If we take the fundamental call—not only the professionalization—of philosophy, or theorizing, (or storytelling!) seriously—that is, if we understand it as a way of being, a way of existing in relation to mystery, uncertainty—the vast mystery that is life—philosophy offers us potent medicine at this particular moment.7 And it must push past every one of its comfortable resting positions. Quite literally. It clearly cannot rely on any existing institutions to keep it alive. Even, and especially if, we do not really know what life is.

Which we are all having all the time, actually. Some versions contain a lot of force and require your full attention, otherwise they’ll take you down. It’s like this with anything that disrupts our understanding of reality.
That dissertation has circulated pretty widely and I’m glad. Except, what I wrote is more of a bureaucratic document than I ever wanted it to be. Getting a doctorate requires lots of hoop-jumping. I’ve been reworking it for years, and when the time is right it will be published. If you’re a person who has read it, or is reading it, please know this.
One year prior, when I lived in Istanbul, I would routinely buy a kilo of olives per week.

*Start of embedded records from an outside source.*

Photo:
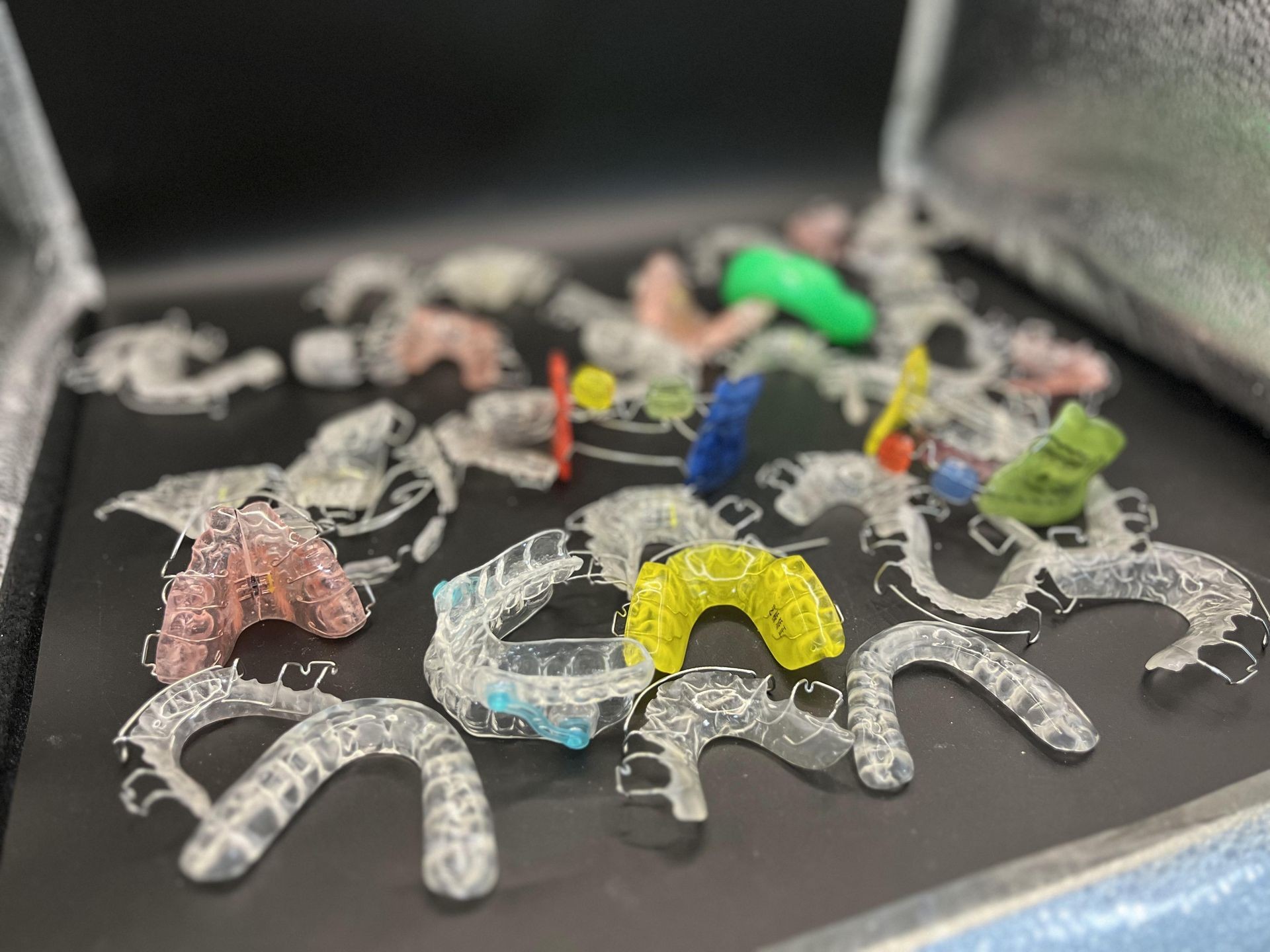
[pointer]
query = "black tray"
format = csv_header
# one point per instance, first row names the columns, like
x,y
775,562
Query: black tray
x,y
783,852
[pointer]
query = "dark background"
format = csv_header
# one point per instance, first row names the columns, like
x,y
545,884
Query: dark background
x,y
189,127
222,158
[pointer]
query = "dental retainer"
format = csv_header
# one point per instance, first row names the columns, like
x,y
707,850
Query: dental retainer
x,y
783,597
882,756
181,500
625,524
695,707
249,565
161,728
562,690
460,855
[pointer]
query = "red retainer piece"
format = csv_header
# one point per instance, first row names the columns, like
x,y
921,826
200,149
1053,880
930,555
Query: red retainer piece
x,y
562,440
248,565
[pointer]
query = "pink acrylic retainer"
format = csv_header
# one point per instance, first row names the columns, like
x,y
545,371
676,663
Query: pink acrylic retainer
x,y
249,565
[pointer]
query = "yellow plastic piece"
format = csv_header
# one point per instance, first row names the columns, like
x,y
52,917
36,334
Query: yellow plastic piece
x,y
783,597
593,387
905,400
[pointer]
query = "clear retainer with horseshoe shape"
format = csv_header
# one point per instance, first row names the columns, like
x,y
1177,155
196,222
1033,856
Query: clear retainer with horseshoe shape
x,y
560,690
167,721
882,756
695,707
460,856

I’m thinking about the way the physicist and astrobiologist Sara Imari Walker writes that computation always occurs within physical systems. And how she says that we have not established what life is, in Life as No One Knows It, The Physics of Life’s Emergence (2024).

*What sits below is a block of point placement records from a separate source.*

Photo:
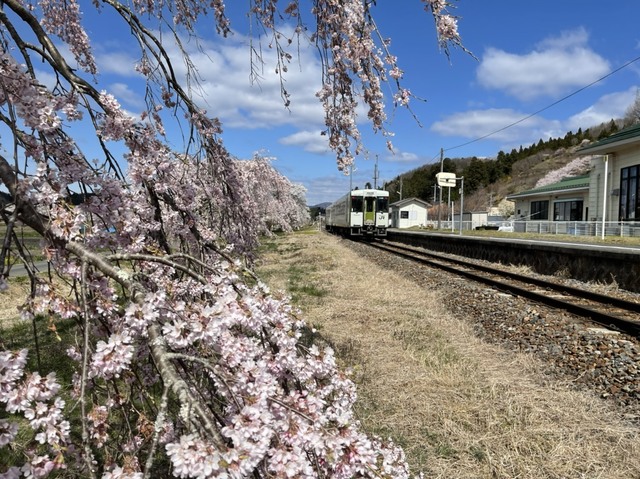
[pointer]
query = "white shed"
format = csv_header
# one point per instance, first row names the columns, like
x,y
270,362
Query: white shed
x,y
409,212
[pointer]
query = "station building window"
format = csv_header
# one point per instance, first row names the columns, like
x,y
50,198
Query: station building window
x,y
568,210
629,186
539,210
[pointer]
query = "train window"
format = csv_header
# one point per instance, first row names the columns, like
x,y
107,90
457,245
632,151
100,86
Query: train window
x,y
369,205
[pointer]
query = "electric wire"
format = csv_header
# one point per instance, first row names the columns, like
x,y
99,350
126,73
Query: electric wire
x,y
546,107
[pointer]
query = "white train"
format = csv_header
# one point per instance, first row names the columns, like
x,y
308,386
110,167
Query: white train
x,y
360,213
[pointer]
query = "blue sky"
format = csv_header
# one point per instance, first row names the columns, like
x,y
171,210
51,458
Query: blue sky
x,y
529,57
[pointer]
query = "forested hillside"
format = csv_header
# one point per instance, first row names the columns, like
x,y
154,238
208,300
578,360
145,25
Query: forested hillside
x,y
488,180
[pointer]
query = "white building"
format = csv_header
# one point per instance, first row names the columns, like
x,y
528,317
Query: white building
x,y
411,212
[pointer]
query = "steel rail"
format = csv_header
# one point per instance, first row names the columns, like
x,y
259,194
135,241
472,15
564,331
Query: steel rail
x,y
600,317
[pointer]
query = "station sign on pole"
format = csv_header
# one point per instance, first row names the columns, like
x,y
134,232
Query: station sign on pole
x,y
446,179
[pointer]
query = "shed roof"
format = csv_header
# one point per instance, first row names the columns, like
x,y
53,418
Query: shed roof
x,y
572,183
624,137
406,201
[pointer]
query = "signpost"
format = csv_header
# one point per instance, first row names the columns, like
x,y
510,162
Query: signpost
x,y
448,180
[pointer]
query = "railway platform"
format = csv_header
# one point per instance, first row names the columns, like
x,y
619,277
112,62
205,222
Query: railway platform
x,y
583,261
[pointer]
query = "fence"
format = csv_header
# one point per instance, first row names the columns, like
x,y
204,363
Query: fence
x,y
575,228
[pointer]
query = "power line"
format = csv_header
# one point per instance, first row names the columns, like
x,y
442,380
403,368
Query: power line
x,y
546,107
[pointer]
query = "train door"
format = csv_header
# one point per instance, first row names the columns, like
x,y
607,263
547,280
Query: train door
x,y
370,210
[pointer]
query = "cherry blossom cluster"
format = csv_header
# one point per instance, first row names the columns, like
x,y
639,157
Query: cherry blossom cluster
x,y
36,399
184,364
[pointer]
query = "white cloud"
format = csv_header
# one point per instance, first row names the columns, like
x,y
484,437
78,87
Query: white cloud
x,y
556,66
117,63
311,141
611,106
399,156
227,91
479,123
125,94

This is the gamble! Isn’t it thrilling? I am thankful to be alive and writing right now. Is it heretical to say that? If so, it doesn’t change the fact it’s true for me, most days. Maybe I spent too many formative lost weekends in Las Vegas, enjoying being fed martinis at 16. I’m not sure. But Bob Dylan says the highway is for gamblers.
Even—and especially—unitive or boundary-dissolving experience! Thinking with this (the razor’s edge and intense vulnerability of innocence and ignorance) is a big part of why it took me so long to feel ready to say anything about my NDE.
Remember that poison is in the dosage.